Older people sought a clear plan for self-management at home prior to discharge. This plan should contain potential signs of deterioration and guidance on future action. We found that support given to older people from family and friends was critical to prevent readmission. In addition, their local General Practitioner and Pharmacist played an essential part in the support of their care. For some, social support services were also important. Nurse telephone follow-up in the week following discharge was mostly absent.
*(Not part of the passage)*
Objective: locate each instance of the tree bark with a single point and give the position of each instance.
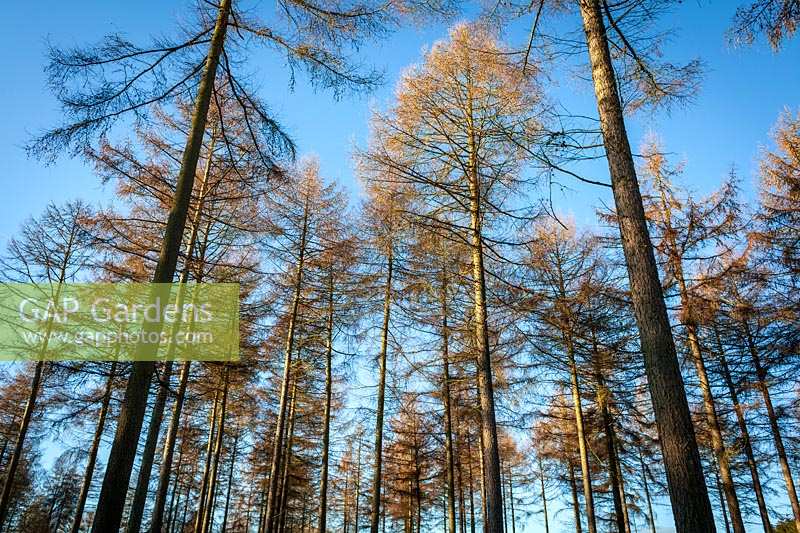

However, this strategy would be strongly recommended.

RELEVANCE TO CLINICAL PRACTICE

To mitigate against preventable readmission, we recommend the above strategies to assist the older person at home with self-management of their chronic conditions.

摘要

目的和目标

为了降低可预防再入院的可能性,本研究旨在调查老年人(及其家庭成员)在出院后如何在家管理其慢性健康状况。本研究的目的是探讨老年人及其家庭成员对出院计划如何帮助他们自我管理慢性疾病的看法,他们对病情恶化的认识以及何时寻求治疗/再次住院。

背景

慢性疾病对老年人的自我管理提出了挑战,尤其是在出院后,这可能会导致可预防的再入院。很少有研究探讨过患者及其家庭成员对住院后在家管理病情的看法。

设计

采用了一种名为解释性描述的定性探索性设计。

方法

目的抽样包括 27 名居住在社区的老年人;19 名是患有一种或多种慢性健康状况的出院患者。还招募了 8 名指定的家庭成员,以增强对老年人在家自我管理的理解。进行了访谈,并按照 COREQ 指南进行了主题数据分析。

结果

出现了五个主题:(1)出院后建议;(2)在家管理;(3)对恶化的识别和反应;(4)社区护理和支持;(5)出院后护理给他人带来的“负担”。

结论

老年人在出院前寻求明确的在家自我管理计划。该计划应包含潜在恶化的迹象和未来行动的指导。我们发现,家人和朋友给予老年人的支持对防止再入院至关重要。此外,他们当地的全科医生和药剂师在支持他们的护理方面发挥了重要作用。对一些人来说,社会支持服务也很重要。护士在出院后的一周内进行电话随访大多是缺失的,但这一策略将被强烈推荐。

临床相关性

为了降低可预防再入院的风险,我们建议采用上述策略来帮助老年人在家中自我管理慢性疾病。